The United Nations High Commissioner for Human Rights came out with a withering report in June. Now, the International Criminal Court – Office of the Prosecutor’s has come out with its report on preliminary examination activities.

It is not a judgement. But the Office notes that available information on Duterte’s drug war indicate “a reasonable basis to believe that the crimes against humanity of murder, torture, infliction of serious physical injury and mental harm as other inhumane acts.”

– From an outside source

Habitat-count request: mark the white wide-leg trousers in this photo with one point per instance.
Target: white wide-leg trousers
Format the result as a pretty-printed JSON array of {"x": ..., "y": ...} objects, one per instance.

The new report isn’t ground to staunch the killings, the arrests, the tortures, the disappearances under either the anti drug or anti-insurgency campaigns. But Duterte is learning a hard lesson he never did learn in his long years as mayor: There is a limit to what fear tactics can do.

It will get worse this month and in the months ahead for rights defenders as wounded beast slashes and claws at every shadow that moves. But those fighting for the fate of Philippine democracy can gain strength in seeing justice’s star rising on the horizon.

Inday Espina-Varona is an award-winning journalist in the Philippines. She is a recipient of the “Prize for Independence” of the Reporters Without Borders in 2018. The views expressed in this article are the opinions of the author and do not necessarily reflect the editorial stance of LiCAS.news.